Because of fuel price uncertainty and the current economic situation, a lot of people are switching to scooters for commuting to work, running errands and other transportation needs; this article will cover only 50cc scooters as they are the most popular, due to the fact that in most states there is no need for a license endorsement, registration or insurance. So if you are thinking about buying one of these machines here are some answers to the most popular questions.
How do scooters work?
Most scooters have a 50cc four stroke single cylinder engine with a CVT (continuously variating transmission), this means that there is no need to shift gears, the speed variations are achieved through a drive belt which spins between two pulleys. Chinese scooters have a 139QMA or 139QMB 50cc motor based on the GY6 Honda design. Most manufactures offer only four stroke machines due to emmision concerns; a two stroke motor is more efficient because every other stroke is a power stroke, but is also "dirtier" because it actually burns the oil in the combustion chamber. In states where 50cc scooters are exempt, it makes no difference whether they are two or four stroke.
Which brands should I consider?
Honda offers the Metropolitan and Metropolitan II, both 50cc four stroke scooters, the latter "restricted" from the factory and considerably slower; also, the Rucks, a "naked" scooter with mostly the same drivetrain as the Metros.
Yamaha has the Vino Classic and the C3, both 50cc four stroke, and the Zuma, a two stroke in the same naked style as the Ruckus.
Vespa has the LX50 and S50, both four stroke.
Chinese scooters come in a lot of different brands and model names, but almost all of them with the same 139QMA or 139QMB motor; also, most model names have 50QT in the middle of their name, eg JL50QT-4 from Jinlun; the first two letters indicate the manufacturer, the digit after the dash indicates the model number.
How about parts?
You will pay more for a Honda, Yamaha or Vespa, but this price difference will be well worth it when it comes to needing parts or having your scooter serviced, as parts are readily available and motorcycle shops can usually perform repairs quickly.

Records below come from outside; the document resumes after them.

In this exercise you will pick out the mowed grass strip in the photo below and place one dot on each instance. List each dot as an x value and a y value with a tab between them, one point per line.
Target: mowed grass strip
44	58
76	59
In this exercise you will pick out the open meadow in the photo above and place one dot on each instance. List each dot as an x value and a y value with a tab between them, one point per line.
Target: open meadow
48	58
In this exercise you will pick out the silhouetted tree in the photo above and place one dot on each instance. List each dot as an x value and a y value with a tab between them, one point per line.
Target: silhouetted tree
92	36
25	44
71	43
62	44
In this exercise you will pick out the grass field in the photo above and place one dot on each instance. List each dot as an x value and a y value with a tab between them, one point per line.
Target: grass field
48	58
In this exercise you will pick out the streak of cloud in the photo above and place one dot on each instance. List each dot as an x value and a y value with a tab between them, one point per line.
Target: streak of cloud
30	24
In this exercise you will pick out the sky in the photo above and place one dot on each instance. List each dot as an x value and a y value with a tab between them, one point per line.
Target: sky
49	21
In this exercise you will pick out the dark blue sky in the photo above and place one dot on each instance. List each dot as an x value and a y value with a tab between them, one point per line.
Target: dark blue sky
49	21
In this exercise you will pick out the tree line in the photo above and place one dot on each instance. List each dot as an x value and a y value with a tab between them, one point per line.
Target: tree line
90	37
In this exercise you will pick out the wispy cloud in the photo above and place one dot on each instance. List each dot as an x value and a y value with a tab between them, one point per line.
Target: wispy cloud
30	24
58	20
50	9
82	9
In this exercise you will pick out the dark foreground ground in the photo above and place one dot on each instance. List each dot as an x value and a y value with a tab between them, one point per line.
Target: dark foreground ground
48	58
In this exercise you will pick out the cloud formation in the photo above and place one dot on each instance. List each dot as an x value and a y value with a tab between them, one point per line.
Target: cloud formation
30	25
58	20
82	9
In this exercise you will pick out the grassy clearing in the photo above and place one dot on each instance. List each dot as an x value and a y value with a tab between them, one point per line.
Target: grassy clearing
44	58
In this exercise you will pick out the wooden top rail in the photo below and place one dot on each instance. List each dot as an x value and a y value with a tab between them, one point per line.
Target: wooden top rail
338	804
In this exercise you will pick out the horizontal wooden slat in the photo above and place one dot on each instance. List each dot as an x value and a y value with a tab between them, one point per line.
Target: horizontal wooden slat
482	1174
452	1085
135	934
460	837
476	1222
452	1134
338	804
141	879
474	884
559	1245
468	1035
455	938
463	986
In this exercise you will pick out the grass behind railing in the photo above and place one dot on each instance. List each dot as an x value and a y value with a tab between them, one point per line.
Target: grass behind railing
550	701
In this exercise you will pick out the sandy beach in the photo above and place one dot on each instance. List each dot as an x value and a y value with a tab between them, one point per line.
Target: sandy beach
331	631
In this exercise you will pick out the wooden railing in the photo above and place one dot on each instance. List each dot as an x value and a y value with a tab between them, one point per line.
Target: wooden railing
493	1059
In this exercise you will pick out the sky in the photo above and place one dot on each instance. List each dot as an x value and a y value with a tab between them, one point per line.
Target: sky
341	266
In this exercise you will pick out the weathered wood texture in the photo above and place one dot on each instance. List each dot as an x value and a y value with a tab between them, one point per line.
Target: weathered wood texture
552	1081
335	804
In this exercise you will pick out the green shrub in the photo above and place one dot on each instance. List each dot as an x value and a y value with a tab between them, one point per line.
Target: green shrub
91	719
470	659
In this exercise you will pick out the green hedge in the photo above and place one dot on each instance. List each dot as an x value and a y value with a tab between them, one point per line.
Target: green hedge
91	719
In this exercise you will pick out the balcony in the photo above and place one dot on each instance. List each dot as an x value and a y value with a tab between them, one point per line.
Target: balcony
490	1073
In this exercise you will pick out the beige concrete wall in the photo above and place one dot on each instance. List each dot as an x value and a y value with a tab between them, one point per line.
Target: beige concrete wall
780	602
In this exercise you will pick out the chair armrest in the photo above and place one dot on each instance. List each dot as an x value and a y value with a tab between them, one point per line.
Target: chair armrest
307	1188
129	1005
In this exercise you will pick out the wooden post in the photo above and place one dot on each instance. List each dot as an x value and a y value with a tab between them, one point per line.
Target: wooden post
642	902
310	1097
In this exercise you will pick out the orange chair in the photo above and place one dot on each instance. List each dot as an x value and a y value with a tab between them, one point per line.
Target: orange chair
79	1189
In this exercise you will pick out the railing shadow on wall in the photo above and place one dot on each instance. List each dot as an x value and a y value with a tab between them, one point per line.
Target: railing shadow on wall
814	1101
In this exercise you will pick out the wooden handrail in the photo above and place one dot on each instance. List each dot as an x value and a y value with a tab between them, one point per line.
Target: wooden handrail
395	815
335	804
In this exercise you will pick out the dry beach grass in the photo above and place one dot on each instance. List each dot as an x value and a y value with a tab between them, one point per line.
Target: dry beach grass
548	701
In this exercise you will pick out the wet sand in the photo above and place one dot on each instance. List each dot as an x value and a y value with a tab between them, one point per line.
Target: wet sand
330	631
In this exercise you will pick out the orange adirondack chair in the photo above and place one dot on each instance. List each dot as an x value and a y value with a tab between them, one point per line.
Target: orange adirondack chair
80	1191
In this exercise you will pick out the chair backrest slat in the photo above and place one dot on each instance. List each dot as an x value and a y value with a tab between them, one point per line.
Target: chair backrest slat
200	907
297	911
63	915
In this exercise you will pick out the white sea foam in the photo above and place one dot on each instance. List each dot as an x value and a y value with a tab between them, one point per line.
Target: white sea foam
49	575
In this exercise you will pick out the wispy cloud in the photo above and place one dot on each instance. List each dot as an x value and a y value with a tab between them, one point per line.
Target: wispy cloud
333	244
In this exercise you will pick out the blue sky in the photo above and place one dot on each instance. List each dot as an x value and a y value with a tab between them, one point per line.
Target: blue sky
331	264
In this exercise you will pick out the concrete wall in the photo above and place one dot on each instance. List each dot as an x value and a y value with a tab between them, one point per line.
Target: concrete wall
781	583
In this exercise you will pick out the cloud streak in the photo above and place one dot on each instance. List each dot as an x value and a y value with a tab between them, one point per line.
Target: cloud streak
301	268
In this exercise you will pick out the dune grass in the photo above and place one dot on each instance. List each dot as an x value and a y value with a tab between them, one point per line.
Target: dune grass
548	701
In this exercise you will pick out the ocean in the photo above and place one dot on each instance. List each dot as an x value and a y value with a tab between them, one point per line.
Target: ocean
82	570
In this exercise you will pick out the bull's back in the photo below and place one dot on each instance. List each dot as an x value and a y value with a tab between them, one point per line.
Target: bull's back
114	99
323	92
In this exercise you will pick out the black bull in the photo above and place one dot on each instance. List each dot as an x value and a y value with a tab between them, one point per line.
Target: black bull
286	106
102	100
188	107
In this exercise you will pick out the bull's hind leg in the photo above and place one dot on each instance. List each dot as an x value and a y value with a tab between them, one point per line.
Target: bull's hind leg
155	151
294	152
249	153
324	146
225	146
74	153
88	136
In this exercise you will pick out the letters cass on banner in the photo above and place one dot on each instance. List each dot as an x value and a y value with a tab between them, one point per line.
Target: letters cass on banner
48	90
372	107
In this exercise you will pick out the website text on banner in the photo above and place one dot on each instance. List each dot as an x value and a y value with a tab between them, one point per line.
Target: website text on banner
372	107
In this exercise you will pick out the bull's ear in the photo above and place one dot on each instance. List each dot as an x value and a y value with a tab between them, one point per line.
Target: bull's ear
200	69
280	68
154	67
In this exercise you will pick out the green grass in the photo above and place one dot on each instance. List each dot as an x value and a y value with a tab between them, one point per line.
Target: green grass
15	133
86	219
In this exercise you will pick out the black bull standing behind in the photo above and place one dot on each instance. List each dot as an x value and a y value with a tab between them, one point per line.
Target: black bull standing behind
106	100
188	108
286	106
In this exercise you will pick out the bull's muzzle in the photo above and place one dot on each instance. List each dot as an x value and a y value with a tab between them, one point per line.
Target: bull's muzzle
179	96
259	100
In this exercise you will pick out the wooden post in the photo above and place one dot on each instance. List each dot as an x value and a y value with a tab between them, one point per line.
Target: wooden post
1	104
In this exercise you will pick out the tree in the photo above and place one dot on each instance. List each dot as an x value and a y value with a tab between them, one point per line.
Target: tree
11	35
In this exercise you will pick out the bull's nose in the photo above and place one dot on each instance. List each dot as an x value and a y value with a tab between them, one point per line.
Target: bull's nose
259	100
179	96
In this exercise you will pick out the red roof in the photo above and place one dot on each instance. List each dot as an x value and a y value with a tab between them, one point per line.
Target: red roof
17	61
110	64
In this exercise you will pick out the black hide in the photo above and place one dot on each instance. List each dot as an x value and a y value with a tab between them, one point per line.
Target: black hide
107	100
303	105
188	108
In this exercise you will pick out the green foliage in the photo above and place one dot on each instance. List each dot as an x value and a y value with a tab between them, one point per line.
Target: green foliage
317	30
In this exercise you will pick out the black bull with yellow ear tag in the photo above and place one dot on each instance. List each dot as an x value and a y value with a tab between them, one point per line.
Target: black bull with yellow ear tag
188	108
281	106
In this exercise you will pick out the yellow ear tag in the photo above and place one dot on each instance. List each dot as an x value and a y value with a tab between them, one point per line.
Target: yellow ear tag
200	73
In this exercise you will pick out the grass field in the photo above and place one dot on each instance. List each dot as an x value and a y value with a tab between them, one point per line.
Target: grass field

With Chinese scooters, finding parts can be a little difficult; even though most are based on the same platform, transmission and carburetor parts are not always interchangeable or available, and some shops can't even find the parts for them. It is very important that you buy your Chinese scooter from an established dealer who will be able to get parts for you from the manufacturer/importer, otherwise you will be stuck with a useless machine.
How about reliability?
All scooters need a service sooner or later, the difference is how easy it is to find parts for them.
There are brands other than the ones mentioned here, this is by no means a complete list of manufacturers; you will have to do your own research on brands and models offered, but this will give you a good starting point.
Hondas, Yamahas and Vespas are more expensive but if you can afford one buy it; it is always better to own a product that is backed by a strong company.
You will pay a little less for a Chinese product, but you may run into problems later.